San Francisco de Campeche, or Campeche as it’s known locally, is a city in one of the safest states in Mexico and also one of the country’s most scenic. The city is one of the most charming and least-visited gems on the Gulf of Mexico; a wonderful alternative to tourist hotspots like Merida and Cancun. Here’s everything you need to know.
The site of the ancient Mayan city Ak-Kim-Pech was the first place in continental America where the Spanish conquistadors arrived in 1517. The Europeans came under the leadership of Francisco Cortez de Cordoba, who ‘discovered’ (for the Spanish) the Yucatan Peninsula. Although the city is no longer such a crucial port, at the time, it was an important maritime point of access for the rest of the peninsula and had a significant role in the conquest and evangelization of the Mayan communities in Yucatan, Chiapas and Guatemala. Just a 20-minute drive from Campeche’s historic center you can find the ancient Mayan ruins of Edzna, founded around 400 BC.

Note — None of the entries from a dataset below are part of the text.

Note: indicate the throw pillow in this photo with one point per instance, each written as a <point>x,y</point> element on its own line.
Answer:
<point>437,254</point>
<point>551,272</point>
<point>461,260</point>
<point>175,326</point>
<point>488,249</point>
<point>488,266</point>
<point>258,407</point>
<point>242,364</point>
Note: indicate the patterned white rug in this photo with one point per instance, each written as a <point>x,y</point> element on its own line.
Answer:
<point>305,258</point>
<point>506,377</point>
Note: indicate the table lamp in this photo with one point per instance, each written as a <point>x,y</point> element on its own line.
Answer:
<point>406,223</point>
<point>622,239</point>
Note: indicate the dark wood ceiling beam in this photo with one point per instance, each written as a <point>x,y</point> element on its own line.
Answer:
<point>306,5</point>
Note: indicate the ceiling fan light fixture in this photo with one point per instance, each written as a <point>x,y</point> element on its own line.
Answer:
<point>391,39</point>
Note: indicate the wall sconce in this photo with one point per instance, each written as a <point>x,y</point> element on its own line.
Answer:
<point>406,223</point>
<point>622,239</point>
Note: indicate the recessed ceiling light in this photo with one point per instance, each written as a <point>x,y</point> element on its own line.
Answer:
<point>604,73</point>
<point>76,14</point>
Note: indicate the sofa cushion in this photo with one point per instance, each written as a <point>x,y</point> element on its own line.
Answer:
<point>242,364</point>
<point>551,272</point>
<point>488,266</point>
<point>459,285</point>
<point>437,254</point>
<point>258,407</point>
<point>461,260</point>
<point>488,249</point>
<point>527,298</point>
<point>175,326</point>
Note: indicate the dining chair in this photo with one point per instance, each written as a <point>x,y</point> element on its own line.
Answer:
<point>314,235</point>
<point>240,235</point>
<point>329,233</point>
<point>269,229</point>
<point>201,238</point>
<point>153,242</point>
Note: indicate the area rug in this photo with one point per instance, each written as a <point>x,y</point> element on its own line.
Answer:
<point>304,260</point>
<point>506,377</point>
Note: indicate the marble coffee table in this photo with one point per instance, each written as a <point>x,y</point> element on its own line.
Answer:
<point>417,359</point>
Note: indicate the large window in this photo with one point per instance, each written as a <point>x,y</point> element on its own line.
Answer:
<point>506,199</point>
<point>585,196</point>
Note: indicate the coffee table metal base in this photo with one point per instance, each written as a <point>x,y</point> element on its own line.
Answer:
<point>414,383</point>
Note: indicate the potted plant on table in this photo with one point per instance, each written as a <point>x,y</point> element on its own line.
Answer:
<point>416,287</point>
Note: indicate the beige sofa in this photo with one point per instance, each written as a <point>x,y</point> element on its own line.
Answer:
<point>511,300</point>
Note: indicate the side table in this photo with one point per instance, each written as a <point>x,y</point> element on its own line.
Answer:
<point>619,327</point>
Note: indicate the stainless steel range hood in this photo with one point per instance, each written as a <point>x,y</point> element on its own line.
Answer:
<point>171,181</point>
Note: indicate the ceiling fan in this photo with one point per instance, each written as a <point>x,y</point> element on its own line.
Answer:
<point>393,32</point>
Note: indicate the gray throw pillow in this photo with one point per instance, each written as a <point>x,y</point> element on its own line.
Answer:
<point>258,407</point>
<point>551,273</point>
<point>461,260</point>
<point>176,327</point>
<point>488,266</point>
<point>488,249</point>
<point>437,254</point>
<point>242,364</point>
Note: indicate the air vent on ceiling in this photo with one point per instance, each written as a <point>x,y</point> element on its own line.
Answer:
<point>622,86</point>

The historic fortified town of Campeche is a UNESCO World Heritage site. It is also one of the two intact colonial cities left in the Americas, the other being Cartagena, Colombia. The city was subject to relentless attacks by pirates, in part because of its position as a relatively important trading port with Veracruz – Mexico’s most important port on the Gulf of Mexico — and therefore saw a large number of boats with goods going to and from Europe. Campeche was also a prized destination for pirates because it was major producer of palo de tinte, or logwood tree, which was used for years in Europe as a source of fabric dye. Today, within the city, you can still see the two fortresses that flank the historic center, which were built in the 17th and 18th centuries to keep out the pirates.
On Friday nights the city comes alive with salsa dancing and live music. One particular event takes place from 8pm-9pm on the Román Piña Chan passageway, right in front of the Plaza of the Republic and just outside of the Puerta del Mar – one of two historic entrances to the walled part of the city. The famous Calle 59 leads to a small but lively outdoor salsa party where everyone from tourists to serious dancers comes out to listen to the live music from a local band, Son del Mar. Before heading out, grab dinner at the Parrilla Colonial on Calle 59, which is just a block away. Be sure to get there on time, as the band starts packing up at 9pm.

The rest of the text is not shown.